I completely forgot how to care for a newborn. I forgot Caitlin was ever a newborn with newborn needs. I forgot how little newborn diapers and clothes are, and how often they require diaper changes and nursing. I forgot all about how they sleep 90% of the day, and just chill out looking around the other 10%. I forgot how difficult they are to bathe because of the umbilical cord (not to mention his circumcision). I forgot all about little, uncontrollable newborn arms and legs that just lash out all over the place. But mainly? I forgot that I suck at swaddling.

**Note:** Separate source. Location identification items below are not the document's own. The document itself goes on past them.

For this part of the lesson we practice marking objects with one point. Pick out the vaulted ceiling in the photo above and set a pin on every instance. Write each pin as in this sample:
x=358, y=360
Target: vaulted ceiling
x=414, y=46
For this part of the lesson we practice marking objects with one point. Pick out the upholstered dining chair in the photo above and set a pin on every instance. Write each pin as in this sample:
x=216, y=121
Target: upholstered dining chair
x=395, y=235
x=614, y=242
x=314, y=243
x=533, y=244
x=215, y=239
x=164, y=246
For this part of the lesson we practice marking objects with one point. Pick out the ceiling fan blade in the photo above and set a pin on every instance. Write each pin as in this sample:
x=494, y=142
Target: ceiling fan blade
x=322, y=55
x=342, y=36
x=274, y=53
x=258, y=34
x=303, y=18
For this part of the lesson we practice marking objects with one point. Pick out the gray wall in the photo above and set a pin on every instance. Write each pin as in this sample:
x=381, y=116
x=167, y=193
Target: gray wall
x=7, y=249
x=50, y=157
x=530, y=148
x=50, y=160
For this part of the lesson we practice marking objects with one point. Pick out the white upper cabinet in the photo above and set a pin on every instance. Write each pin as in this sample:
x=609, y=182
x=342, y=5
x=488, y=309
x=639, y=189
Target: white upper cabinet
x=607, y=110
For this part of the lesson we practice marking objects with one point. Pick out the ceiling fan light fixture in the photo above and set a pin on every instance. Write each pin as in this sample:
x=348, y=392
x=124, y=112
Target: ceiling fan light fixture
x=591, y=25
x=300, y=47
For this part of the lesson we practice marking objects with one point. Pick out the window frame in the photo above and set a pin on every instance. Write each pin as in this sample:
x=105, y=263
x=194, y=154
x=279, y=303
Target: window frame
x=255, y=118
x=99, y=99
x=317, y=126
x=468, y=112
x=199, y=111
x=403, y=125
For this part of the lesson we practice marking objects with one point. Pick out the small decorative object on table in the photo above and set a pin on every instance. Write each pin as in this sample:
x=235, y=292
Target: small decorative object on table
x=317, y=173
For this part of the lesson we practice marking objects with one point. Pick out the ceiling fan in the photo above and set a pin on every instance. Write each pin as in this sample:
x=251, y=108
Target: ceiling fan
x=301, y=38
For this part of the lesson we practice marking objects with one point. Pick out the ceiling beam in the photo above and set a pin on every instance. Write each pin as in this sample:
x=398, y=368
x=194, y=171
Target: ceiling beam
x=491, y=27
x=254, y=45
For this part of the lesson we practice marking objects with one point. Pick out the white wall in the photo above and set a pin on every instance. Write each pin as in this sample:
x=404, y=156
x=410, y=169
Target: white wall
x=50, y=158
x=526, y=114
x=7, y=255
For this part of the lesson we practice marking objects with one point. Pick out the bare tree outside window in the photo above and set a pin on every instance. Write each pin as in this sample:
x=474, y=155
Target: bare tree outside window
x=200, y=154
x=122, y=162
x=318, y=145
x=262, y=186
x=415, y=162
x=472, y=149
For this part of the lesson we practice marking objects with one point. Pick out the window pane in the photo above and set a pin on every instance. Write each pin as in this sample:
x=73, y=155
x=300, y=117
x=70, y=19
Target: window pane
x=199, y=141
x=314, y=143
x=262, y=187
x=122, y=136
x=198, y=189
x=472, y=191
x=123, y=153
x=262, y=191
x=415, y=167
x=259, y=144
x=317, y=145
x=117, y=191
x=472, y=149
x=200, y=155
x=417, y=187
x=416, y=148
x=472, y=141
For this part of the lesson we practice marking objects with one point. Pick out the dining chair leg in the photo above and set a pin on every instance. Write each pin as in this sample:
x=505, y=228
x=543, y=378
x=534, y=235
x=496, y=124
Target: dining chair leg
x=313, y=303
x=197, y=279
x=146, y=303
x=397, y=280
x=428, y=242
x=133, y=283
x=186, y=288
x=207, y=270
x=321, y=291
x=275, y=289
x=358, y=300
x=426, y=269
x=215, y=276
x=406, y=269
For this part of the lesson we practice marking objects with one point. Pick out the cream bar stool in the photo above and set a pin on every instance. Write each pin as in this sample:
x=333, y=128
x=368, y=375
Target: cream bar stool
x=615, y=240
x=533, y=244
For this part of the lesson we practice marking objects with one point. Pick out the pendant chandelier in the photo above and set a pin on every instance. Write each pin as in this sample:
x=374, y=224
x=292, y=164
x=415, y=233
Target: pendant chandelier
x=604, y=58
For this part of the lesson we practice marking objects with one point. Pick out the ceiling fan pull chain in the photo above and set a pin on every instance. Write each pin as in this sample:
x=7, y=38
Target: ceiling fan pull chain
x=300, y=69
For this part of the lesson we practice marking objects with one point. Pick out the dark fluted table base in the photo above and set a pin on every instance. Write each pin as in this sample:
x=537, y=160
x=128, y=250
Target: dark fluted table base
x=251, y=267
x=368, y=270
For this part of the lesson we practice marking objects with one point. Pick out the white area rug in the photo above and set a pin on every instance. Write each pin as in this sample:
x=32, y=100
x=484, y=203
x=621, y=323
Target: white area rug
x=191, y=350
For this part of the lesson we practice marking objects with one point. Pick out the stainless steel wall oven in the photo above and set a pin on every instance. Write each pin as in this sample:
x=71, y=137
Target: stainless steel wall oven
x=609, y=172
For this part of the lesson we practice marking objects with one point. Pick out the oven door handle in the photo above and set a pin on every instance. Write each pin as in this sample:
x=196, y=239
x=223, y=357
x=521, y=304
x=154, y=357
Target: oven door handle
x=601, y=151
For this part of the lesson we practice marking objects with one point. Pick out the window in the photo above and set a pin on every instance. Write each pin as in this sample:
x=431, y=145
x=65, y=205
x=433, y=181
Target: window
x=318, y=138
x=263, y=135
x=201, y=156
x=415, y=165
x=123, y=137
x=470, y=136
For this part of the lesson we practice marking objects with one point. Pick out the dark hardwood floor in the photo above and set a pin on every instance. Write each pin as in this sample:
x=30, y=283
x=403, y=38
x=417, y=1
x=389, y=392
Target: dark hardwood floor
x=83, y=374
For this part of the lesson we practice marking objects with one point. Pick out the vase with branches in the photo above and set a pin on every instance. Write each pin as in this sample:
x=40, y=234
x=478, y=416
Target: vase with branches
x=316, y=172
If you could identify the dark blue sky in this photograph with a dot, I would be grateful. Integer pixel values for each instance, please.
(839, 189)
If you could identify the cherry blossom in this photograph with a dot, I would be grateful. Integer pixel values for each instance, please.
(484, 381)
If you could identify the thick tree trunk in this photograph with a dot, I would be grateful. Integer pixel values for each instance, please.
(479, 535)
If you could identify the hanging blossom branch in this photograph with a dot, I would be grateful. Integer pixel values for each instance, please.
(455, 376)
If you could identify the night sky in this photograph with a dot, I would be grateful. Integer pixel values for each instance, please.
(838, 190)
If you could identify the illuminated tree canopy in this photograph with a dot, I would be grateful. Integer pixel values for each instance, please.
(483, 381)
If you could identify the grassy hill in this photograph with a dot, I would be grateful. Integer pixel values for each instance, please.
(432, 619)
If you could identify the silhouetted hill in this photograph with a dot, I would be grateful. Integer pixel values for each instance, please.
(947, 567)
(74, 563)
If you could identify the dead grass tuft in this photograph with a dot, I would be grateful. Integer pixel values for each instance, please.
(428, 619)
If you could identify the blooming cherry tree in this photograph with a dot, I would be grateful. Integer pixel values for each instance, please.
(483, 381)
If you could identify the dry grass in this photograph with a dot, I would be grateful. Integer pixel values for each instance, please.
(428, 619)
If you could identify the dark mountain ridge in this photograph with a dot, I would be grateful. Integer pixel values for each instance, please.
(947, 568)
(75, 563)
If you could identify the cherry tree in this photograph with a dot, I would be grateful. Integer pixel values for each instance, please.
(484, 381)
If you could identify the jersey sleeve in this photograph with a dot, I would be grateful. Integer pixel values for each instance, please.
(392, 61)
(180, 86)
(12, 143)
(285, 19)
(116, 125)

I forgot that the relatively easy things to do for a newborn to make them comfortable, that don’t require a breast, I am no good at. My swaddling resembles a hack job, with extra blankey and one trapped arm while the other waves around uncontrollably. And Kinley does NOT enjoy his arms waving around uncontrollably. I’ve never seen a baby so frustrated by his inability to control his limbs. Caitlin enjoyed being swaddled, but she was content if she wasn’t. This little boy is content pretty much anytime, but especially when he’s in his cocoon of blankets.

I’m having to relearn all the skills I have once had perfected (enough for me), which isn’t the difficult part. I’ve already grown used to changing little boy diapers and swaddling him to the best of my ability. I even already washed him down by myself, which is something I didn’t attempt with Caitlin for a long time. The difficult thing is changing Caitlin’s size 4 diaper after changing several of Kinley’s size NB diapers. Her butt just looks so big, her legs are so long and easy to adjust, her toes curl and she just lays there knowing what to do. I’m not so much having to relearn the art of caring for a newborn, but also the art of caring for a 16 month old.

I remember when Caitlin was first born everyone kept saying, “Don’t worry, you’re new at this, you’re still learning.” But it’s obvious this is something you never stop learning about, no matter how many children you have. You’re always new at this, you’re always still learning.

Please remind me of that when I start to fade away.